Cooked Powder and Child Labor
Arguably the last half-century's least seen, least documented, and most marginalized filmmaking master, ex-Englishman-cum-global-exile Peter Watkins has finally emerged on the public radar as a titanic figure to be reckoned with, a slow burn that began when his six-hour epic La Commune (Paris, 1871) began touring world festivals in 2001 after being, typically, dumped by the French TV networks for which it was made. Up to then, and having endured every form of media and bureaucratic blackout conceivable, Watkins was famous here only for Edvard Munch (1974), a massive, Norwegian-made historical tapestry that is an easily declared champion in the Greatest Artist Biopic Ever drag.
Watkins is an unbuyable radical, and so this film—now restored with an additional 46 minutes of fabric and context, topping off the duration at 220 minutes—is much more than a film about the troubled icon-artist and his controversial work. Watkins's signature methodologies take hold: He is the inventor of the dead-serious historical mock-doc, and the film is shot, edited, and narrated like a record of the moment (1880s–1890s), with the actors/characters often staring, warily, into the camera, and being interviewed talking-heads-style. As is de rigueur for Watkins, the cast is completely amateur, and actors are often called upon to speak their minds out of character. But the film also foregrounds Industrial Age class injustice, including the small matter of pervasive child labor, so relentlessly that Munch himself (personified by Eric Allum) often disappears into the social weft, and the film's angry gravity and smoky visuals (cinematography by Odd Geir Saether) create an indelible period ambience. As it is, the fidelity to Munch's technical achievements is breathtaking—you learn here how to make and print etchings by hand, how to make woodcuts, how to apply acid and cooked powder to printing plates, etc.

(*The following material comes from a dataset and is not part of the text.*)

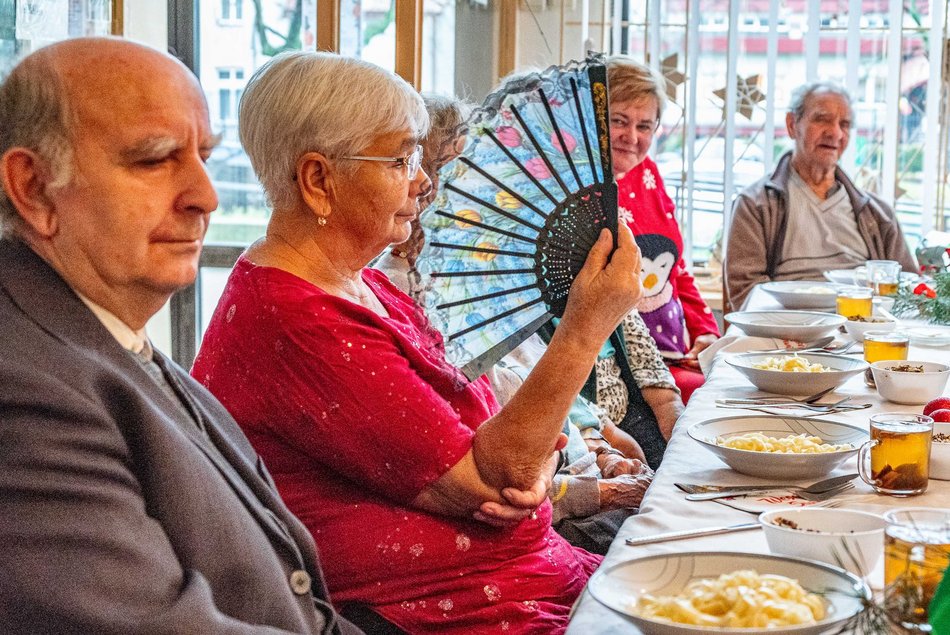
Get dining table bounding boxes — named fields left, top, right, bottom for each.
left=567, top=288, right=950, bottom=635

Munch's visionary struggle and tumultuous public reception (often in the form of official censorship) obviously echo Watkins's own; for such an exhaustively historical film, it bears the anger lines of a personal outcry. This restoration, and the arsenal of Watkins and Munch programming and text that comes with it, amounts to one of the year's DVD events. Grab the whole Watkins box, and get the 4.5-hour 1994 film on Strindberg, The Freethinker, as a prize.
New to DVD this week: Eastern Promises (Universal, $29.98), The Kingdom (Universal, $29.98), and Lost and Found: The Harry Langdon Collection (Facets, $39.95).